Citrix will also announce that HP has chosen Citrix as its preferred enterprise single sign-on partner, and is offering Citrix Password Manager as an integral part of the HP OpenView Identity and Access Management suite.
Talking to ComputerWire ahead of a Citrix strategy day for press and analysts in New York, Templeton said of the company’s Access Suite 4.0 launch: We have been building and acquiring strategically, and now this release reinforces the fact that we have the broadest portfolio of on-demand access solutions.
Those strategic acquisitions include SSL VPN appliance vendor Net6 for $50m in cash in December last year, and in December 2003 the $225m acquisition of Expertcity, which gave Citrix hosted remote desktop and collaboration tools including the GoToMyPC and GoToMeeting brands.
But the announcement later today will be of Access Suite version 4.0, which includes 4.0 versions of Presentation Server and Password Manager, but also a new Citrix Access Gateway 4.0 which is a rebranded and more tightly integrated Net6 SSL VPN appliance. Access Suite 4.0 will ship some time in the second quarter.
Presentation Server and Password Manager have a whole raft of enhanced features and functions. But the bigger news is the integration of the SSL VPN, which now offers Citrix customers remote, secure, clientless access to virtually any enterprise application or data source from virtually any device. It’s easy to see why Templeton describes the launch as the biggest in Citrix’s history.
SSL VPN technology in most cases has the edge over the former IPSec security technology because it is clientless, whereas IPSec required a client install. There are numerous vendors offering SSL VPN appliances in competition with Citrix’s Net6. But the difference for Citrix customers is the integration of the Access Gateway into the broader Access Suite.
What that gives users is single sign-on to both their enterprise applications and other Citrix on-demand applications. But crucially it also means that the Access Gateway can automatically and seamlessly reconnect users to their applications and documents when they switch locations or devices – something Citrix calls SmoothRoaming.
Murli Thirumale, the founder of Net6 and now president of the Citrix Gateways Division, added that a key differentiator of its SSL VPN over the competition is the ability for an administrator to grant different users varying action rights. While most vendors offer differing access rights – which govern which users can access which applications – action rights govern what users can see and do to their application based on their role, location, type of device, configuration of device, and connection they are using at the time: this Citrix calls SmartAccess.

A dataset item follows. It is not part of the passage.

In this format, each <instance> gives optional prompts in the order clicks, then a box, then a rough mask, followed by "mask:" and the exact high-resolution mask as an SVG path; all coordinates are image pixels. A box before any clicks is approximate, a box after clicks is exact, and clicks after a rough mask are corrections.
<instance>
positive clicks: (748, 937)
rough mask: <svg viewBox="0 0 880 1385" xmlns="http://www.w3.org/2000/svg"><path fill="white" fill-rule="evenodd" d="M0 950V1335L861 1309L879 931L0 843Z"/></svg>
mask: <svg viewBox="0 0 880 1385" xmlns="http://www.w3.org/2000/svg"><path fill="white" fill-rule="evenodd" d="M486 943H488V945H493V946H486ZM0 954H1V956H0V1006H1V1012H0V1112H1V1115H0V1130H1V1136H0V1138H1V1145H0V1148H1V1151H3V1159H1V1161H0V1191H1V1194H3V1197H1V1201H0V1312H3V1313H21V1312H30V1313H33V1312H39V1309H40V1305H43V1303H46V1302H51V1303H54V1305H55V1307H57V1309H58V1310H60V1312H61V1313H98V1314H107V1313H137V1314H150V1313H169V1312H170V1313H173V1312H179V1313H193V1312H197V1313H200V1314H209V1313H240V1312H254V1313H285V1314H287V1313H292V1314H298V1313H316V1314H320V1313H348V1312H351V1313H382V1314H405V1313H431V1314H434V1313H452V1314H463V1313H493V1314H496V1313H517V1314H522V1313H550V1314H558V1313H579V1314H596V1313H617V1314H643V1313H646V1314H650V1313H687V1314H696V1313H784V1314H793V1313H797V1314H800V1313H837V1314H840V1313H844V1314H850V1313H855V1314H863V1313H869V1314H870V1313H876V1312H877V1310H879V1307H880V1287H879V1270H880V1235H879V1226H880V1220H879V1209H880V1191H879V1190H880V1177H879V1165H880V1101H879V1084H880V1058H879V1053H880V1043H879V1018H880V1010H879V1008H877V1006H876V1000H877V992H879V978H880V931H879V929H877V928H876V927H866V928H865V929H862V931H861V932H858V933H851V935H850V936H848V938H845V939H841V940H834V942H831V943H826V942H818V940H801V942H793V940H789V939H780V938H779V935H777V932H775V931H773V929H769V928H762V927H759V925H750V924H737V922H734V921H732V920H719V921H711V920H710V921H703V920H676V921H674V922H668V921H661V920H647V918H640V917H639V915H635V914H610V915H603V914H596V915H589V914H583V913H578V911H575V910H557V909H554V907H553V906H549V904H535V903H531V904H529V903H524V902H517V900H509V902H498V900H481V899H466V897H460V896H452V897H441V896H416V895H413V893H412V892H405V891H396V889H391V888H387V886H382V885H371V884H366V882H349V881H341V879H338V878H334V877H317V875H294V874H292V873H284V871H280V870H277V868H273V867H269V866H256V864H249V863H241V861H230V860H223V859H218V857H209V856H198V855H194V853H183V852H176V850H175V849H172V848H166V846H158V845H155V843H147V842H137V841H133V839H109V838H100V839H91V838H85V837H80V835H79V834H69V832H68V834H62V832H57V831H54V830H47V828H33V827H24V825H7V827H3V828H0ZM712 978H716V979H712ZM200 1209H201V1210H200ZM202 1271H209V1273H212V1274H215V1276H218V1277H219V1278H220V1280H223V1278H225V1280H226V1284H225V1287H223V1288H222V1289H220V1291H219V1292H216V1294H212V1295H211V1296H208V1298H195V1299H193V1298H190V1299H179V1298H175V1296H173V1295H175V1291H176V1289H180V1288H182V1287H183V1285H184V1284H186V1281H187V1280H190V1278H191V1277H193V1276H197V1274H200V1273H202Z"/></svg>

For instance the Access Gateway could automatically give users view-only rights when they access their applications from a public internet kiosk, whereas it might give them view, edit and copy/download rights when accessing the same applications from a trusted home computer.

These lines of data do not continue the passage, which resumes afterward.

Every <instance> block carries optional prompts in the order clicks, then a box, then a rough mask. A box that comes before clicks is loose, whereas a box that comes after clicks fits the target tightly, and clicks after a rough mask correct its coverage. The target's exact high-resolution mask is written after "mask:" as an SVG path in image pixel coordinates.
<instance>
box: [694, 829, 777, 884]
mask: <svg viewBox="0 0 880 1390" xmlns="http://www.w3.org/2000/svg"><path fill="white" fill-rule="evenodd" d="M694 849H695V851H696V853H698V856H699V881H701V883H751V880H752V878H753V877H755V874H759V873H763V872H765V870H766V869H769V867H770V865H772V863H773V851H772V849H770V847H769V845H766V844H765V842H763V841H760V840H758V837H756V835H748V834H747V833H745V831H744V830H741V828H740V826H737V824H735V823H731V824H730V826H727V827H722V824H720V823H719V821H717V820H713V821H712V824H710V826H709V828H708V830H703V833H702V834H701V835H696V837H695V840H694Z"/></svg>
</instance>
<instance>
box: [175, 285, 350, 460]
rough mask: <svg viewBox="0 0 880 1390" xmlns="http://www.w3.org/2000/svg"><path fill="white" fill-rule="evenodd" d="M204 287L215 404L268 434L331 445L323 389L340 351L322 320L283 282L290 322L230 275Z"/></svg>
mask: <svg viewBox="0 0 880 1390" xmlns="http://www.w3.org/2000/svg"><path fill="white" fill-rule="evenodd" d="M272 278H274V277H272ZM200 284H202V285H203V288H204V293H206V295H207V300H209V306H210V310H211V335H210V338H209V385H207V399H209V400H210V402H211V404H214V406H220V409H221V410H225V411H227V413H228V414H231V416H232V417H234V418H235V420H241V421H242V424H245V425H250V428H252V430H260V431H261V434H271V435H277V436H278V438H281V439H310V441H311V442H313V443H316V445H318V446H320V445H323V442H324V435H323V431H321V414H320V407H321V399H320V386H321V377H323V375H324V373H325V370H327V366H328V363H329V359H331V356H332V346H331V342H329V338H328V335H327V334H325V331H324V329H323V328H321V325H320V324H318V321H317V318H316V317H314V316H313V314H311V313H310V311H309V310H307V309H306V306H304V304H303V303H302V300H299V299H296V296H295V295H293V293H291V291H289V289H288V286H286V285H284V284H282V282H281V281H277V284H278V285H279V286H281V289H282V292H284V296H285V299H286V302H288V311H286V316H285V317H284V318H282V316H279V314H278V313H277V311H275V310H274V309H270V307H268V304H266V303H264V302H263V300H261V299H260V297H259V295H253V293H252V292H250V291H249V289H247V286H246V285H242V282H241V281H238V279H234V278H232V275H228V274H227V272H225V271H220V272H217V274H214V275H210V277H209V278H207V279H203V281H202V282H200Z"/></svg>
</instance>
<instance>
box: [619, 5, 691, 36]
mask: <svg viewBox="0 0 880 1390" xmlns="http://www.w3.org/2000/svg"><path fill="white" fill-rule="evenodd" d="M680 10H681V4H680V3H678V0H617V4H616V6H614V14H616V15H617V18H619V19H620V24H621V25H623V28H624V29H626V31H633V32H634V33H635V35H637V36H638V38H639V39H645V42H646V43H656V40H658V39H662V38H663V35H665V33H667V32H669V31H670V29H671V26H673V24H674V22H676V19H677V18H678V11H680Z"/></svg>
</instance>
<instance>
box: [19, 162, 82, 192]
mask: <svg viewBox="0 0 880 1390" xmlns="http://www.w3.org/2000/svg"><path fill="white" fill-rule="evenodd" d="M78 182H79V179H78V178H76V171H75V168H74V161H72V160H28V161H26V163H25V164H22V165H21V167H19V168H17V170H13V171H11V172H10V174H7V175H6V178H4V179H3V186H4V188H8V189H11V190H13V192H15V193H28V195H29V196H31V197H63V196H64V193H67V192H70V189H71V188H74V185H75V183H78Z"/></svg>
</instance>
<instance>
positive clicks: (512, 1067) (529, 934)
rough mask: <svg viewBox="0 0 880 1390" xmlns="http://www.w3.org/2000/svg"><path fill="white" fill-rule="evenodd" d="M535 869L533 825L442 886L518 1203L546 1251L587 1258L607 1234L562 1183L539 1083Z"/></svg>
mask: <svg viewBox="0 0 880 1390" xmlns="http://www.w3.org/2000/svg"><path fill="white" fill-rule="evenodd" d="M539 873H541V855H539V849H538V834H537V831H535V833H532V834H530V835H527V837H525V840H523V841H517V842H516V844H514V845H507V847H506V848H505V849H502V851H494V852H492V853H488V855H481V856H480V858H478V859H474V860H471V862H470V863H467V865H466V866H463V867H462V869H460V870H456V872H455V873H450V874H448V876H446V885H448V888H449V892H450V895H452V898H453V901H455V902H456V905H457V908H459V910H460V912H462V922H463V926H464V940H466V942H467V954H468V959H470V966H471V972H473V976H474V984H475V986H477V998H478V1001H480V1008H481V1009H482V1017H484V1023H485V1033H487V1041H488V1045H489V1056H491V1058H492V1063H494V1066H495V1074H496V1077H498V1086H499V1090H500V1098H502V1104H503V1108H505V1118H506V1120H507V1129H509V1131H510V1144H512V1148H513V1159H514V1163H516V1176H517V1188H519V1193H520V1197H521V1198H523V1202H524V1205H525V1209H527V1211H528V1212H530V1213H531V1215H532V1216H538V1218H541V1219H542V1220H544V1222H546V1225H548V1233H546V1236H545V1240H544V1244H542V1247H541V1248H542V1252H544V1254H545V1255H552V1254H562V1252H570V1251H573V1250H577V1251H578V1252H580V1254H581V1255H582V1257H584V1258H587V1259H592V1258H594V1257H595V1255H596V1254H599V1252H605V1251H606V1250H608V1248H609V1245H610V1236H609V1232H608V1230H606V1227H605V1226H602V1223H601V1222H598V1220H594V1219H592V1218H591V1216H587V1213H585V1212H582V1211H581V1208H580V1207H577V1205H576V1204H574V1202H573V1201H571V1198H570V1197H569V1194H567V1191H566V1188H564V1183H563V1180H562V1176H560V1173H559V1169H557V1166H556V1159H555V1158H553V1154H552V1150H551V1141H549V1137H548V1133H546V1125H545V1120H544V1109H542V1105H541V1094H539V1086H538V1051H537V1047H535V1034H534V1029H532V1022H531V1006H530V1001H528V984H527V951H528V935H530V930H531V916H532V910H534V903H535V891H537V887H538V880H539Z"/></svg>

Access Suite 4.0, including Presentation Server 4.0, Access Gateway 4.0 and Password Manager 4.0 will have a list price of $599 per concurrent user for new customers, and $299 per concurrent user for existing Citrix Presentation Server customers.
Citrix claims 160,000 customers, including all of the Fortune 100 and 97% of the Fortune Global 500. It’s based in Fort Lauderdale, Florida and has offices in 22 countries. Its latest results were outstanding: sales in the quarter ended March 31 came to $202m, up 25% year on year, while net income came in at $39m, compared to net income of $9.3m in the year-ago quarter.